Factors for Unanswered Scientific Questions
The first factor that prevents scientific questions from being answered is known as experimental error. All measurements, no matter how accurate or how carefully done, contain some error.
An example that can be considered is measuring the thermal expansion of a metal bar. If a piece of metal is heated up, a bar, for example, about three feet long, is going to get a little bit larger. Thermal expansion is an exact measurement of how much longer the bar gets with temperature, and thus one can measure thermal expansion.
One can measure the length of the bar and the temperature, but no matter how carefully one does those measurements or how well the thermometer is designed, there is always going to be some error in the measurement of temperature.
The Experimental Error
There is always room for improvement in scientific experiments, and so the scientific process is never-ending, and some questions can never be completely answered. That is because new techniques for making these measurements are constantly being invented, so scientists can always improve the precision and the accuracy with which they make their observations and measurements.
Today, there are bigger telescopes, faster electronics, and more sensitive analytical methods that regularly improve people’s ability to make measurements.
Learn more about the nature of energy.
The Uncertainty Principle

Another reason why scientific questions cannot be answered is called the uncertainty principle that applies to the subatomic scale.
At that scale, every measurement that one can conceive of making, alters the thing that is being measured. This is one of the most unsettling discoveries of quantum mechanics because it turns out at nature’s smallest scale—the scale of the electron and the atom.
Everything that one can use to measure atoms and electrons has comparable energy to the atoms and electrons one is trying to measure.
Scientific Questions and Chaos
Chaos is another problem that prevents people from obtaining complete answers to scientific questions. Many natural systems are chaotic, and thus inherently unpredictable.
People believe in an orderly universe and in natural laws in which a given set of initial conditions leads to a predictable outcome. However, these chaotic systems are such that the slightest change in initial conditions in a given environment can affect the systems and their behavior drastically.
One of the ways this is described metaphorically is called the “butterfly effect.” The idea is that a butterfly, flapping its wings in Asia can change the weather pattern over North America several months later.
So even if an entire physical system obeys all the physical laws, and codify all those laws, one can never measure the initial state of a system with such precision and accuracy that one can predict how it is going to become if the system is chaotic.
Learn more about magnetism and static electricity.
The Speed of Light
A more, rather prosaic limitation on what people can know is the speed of light.

To the best of one’s knowledge, the fastest any physical object can travel is just under about 186,000 miles per second. It means there are places in the universe where humans would never be able to go.
There are distant objects for which humans cannot possibly know what is happening to them at the present. People can only see them because they are as far away as they were in the past. It also means that humans can never travel backward in time, at least with present technologies and the present understanding of the physical universe.
In spite of these and other inherent limitations in the natural world, the methods of science absolutely, positively provide the most effective, the most powerful tool that we have for understanding and for modifying the physical world.
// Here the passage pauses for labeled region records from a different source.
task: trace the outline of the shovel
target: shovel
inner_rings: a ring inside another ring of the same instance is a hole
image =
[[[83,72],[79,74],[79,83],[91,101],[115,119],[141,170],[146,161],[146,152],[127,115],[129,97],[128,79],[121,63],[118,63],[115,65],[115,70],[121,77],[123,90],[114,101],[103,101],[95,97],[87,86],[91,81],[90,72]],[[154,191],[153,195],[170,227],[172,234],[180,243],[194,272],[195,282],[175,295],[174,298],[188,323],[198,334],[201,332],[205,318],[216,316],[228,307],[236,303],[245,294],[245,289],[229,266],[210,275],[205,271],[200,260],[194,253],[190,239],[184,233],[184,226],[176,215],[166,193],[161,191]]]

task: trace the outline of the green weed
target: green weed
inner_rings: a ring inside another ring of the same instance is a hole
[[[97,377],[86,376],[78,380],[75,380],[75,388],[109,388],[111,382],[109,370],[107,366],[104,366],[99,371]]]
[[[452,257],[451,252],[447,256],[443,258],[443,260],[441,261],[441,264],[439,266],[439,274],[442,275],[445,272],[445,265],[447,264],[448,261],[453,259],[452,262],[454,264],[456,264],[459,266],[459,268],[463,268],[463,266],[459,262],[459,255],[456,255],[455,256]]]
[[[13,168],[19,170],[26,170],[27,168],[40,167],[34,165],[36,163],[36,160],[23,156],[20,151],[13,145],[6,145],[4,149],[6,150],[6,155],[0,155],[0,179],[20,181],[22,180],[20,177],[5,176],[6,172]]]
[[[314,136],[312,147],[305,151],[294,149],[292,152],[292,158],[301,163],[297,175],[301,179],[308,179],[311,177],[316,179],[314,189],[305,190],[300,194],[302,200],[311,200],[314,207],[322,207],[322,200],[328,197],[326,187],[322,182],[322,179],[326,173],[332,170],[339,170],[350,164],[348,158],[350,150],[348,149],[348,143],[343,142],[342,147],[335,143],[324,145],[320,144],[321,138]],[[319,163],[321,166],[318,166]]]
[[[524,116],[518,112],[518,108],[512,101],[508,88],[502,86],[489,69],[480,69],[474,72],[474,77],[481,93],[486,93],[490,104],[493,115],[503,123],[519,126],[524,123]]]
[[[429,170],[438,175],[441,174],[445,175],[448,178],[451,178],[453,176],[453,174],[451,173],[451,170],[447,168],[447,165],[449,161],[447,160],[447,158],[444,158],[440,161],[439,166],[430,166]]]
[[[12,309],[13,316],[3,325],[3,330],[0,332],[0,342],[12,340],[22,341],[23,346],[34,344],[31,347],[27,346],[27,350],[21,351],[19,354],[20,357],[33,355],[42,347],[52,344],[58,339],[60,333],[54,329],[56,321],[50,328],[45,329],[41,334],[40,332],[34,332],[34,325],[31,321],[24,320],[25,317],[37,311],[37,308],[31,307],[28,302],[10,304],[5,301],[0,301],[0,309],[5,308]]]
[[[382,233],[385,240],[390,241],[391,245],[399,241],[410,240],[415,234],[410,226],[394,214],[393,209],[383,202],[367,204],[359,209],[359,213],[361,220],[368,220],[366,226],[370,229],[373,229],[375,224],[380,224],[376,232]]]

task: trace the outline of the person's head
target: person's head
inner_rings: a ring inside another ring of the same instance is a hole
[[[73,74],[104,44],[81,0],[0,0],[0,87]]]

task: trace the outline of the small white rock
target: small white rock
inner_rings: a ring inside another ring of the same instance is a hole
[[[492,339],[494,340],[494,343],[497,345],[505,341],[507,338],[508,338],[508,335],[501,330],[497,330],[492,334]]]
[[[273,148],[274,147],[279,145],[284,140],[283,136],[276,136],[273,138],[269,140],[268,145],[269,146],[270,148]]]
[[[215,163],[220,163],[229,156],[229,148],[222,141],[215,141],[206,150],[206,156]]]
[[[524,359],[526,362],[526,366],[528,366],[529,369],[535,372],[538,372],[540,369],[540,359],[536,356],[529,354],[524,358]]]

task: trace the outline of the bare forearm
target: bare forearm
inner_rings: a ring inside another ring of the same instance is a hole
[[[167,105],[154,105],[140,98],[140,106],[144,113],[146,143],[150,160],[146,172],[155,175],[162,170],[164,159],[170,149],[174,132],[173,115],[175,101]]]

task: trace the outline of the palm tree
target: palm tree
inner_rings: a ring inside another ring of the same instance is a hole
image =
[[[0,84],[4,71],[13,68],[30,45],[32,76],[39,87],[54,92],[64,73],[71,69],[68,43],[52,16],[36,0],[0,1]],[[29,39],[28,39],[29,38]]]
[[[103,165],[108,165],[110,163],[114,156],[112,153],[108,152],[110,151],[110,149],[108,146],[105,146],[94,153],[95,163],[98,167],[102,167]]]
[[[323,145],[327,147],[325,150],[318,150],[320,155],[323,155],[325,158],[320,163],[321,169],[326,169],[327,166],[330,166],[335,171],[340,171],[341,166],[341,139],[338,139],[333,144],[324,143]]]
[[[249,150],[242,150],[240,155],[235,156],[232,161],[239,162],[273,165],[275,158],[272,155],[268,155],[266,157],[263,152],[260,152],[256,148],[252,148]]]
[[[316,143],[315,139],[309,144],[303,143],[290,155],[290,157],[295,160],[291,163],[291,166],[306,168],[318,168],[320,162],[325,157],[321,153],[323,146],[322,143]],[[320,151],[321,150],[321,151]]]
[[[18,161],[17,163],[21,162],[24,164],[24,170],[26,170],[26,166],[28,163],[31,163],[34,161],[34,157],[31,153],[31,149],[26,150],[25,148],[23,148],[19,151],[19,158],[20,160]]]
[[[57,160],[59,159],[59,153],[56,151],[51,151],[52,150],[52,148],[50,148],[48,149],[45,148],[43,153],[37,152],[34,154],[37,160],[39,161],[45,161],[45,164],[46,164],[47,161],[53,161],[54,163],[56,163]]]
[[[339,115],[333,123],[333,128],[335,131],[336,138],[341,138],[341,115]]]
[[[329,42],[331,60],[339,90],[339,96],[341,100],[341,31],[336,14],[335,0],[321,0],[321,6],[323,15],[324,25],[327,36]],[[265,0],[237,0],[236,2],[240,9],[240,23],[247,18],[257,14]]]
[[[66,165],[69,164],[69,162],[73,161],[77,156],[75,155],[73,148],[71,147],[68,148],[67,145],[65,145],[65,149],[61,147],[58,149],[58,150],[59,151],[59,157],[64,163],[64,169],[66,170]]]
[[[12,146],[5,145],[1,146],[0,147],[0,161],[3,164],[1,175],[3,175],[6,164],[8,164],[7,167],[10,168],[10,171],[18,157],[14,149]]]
Common Questions about Factors Preventing Scientific Questions from Being Answered
In case of an experimental error, all measurements, no matter how accurate or how carefully done, contain some error. The scientific process is never-ending and there is always room for improvement in scientific experiments.
The uncertainty principle applies to the subatomic scale, where every measurement that one can conceive of making alters the thing that is being measured.
The fastest any physical object can travel is just under about 186,000 miles per second, which means there are places in the universe where humans would never be able to go. This would inadvertently prevent scientific questions from being answered.